Third, we have to publicly acknowledge when the facts are not on our side, no matter how uncomfortable that process may be. In my experience, this may be the hardest one for most Americans. For instance, if one side wants to focus on the data that many American households face real economic problems, and the other side wants to ignore the problems Americans face by focusing on the data that shows the economy is strong, neither side is recognizing the full scope of the problem: yes, inflation is lower, and the unemployment rate is low, and wages are slowly growing faster than inflation, but systemic problems in our economy and our society persist even when all those statements are true. If both sides want to cherry-pick the good data to say everything is good, or cherry-pick the bad data to say everything is bad, no one is working to find solutions to the reality that some things are getting better while others are getting worse or staying the same. If we can't agree on the problems, and we ignore what the data actually says, we're never going to be able to move forward on finding real solutions.

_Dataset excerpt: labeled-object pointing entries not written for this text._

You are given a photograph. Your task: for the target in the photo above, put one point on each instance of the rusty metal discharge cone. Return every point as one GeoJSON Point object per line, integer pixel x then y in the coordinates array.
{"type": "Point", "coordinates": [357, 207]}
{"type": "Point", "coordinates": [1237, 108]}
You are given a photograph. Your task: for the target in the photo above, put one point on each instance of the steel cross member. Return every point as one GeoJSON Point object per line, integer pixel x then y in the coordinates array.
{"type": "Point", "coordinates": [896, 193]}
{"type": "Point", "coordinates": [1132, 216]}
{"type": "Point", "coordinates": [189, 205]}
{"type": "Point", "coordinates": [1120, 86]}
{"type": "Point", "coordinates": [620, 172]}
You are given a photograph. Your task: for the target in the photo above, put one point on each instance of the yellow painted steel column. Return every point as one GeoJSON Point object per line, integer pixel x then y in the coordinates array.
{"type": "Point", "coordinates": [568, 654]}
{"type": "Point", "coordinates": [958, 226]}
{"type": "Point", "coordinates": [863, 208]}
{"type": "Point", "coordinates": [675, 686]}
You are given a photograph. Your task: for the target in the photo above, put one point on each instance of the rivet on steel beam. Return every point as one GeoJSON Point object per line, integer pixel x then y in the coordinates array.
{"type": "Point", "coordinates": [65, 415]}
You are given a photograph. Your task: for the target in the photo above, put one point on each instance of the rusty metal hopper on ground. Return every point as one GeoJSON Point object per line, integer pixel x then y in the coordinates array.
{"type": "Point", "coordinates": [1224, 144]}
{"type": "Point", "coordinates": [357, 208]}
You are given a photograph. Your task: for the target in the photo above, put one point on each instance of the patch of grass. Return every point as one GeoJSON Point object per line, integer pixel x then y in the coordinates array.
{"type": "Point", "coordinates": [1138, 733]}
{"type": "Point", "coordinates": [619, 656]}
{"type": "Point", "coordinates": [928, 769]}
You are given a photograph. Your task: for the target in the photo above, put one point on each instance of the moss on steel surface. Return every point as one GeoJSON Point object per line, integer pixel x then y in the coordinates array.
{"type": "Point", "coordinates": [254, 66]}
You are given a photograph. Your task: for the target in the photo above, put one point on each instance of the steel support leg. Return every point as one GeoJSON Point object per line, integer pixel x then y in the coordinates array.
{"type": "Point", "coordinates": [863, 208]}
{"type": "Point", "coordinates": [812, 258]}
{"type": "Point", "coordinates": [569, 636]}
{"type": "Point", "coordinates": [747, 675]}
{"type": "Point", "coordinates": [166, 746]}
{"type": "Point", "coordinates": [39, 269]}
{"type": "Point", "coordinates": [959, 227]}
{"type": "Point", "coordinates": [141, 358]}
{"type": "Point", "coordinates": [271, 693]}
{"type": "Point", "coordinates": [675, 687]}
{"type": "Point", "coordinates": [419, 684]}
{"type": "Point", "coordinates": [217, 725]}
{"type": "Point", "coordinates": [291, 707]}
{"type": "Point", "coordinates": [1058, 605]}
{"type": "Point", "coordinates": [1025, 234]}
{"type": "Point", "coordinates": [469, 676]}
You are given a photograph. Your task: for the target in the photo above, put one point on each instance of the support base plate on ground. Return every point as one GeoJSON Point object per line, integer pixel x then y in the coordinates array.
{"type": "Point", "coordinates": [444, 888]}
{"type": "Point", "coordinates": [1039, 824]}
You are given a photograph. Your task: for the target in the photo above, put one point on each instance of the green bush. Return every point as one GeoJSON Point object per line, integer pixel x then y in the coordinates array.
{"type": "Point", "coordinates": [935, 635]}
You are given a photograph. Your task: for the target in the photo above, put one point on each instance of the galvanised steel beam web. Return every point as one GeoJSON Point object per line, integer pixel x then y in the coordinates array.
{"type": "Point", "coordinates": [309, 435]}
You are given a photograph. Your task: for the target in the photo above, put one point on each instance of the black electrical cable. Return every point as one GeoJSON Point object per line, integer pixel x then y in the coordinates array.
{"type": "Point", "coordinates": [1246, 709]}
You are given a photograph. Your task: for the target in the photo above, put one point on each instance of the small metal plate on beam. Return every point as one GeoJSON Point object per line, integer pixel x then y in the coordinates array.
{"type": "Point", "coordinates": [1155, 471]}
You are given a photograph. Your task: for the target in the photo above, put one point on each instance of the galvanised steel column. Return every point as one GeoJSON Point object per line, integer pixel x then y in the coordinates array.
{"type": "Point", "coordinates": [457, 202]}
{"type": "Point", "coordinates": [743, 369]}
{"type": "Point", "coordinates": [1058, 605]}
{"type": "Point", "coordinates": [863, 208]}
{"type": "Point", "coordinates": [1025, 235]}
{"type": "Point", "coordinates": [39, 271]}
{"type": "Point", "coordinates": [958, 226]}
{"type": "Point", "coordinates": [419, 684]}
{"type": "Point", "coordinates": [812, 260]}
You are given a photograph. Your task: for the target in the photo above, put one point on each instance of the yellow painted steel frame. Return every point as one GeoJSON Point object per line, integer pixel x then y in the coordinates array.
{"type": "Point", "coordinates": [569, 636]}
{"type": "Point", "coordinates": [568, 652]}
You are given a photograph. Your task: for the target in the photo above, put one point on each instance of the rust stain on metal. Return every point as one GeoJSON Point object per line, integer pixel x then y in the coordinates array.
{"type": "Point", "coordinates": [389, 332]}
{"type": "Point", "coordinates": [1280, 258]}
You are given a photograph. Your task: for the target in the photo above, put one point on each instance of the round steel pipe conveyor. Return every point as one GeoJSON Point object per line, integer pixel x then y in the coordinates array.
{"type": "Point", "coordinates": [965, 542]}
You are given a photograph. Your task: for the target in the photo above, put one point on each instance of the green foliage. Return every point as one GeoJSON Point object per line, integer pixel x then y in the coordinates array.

Lastly, we have to know our neighbors. We have to have sympathy for their pain. We have to find common ground. We cannot pursue a zero-sum-game political strategy where if we get our way the consequences of our decisions, intended or otherwise, go ignored. To go back to my earlier examples, if one side wants to shift away from the coal industry, that side also needs to dedicate themselves to helping the people who earn a living off that industry. If one side believes that responsible gun ownership has to be protected, that side should also be working toward ensuring that the American people are being protected from people who should not have guns. If one side wants health insurance for more people, they should also acknowledge that this could mean an increase in premiums that may need to be paid for by everyone.
It's Not False Equivalence To Say "Both Sides" Need Work
For the record, I do not believe that "both sides" have equally contributed to this problem. In the examples I gave above, for instance, I believe and could strongly argue that one party has indeed worked for such compromises and the other, by and large, has not.
But I also believe that each of us has contributed to this problem, and each time one of us contributes to this problem it makes the other side more defiant and the division wall between us grows ever higher.
Furthermore, failure to acknowledge the concerns of the other side will almost guarantee that rather than settling the issue it will only set the stage for years of political battles with a focus on the past rather than the future. Each time there is a mass shooting, we rhetorically shoot at each other rather than solving the problem. By ramming through policies that the other side disagrees with instead of finding common ground, both sides have indeed worked toward ensuring that we continue to relitigate these policies.
Perhaps most urgently, I believe that time is running out to find common ground. History has shown us, time and time again, that if divisions become intractable, the end result is often violence. As someone who has studied how discontent turns to social unrest turns to civil war, I can promise you that any time the political process for addressing problems breaks down, the result is terrorism, war, or other forms of bloodshed.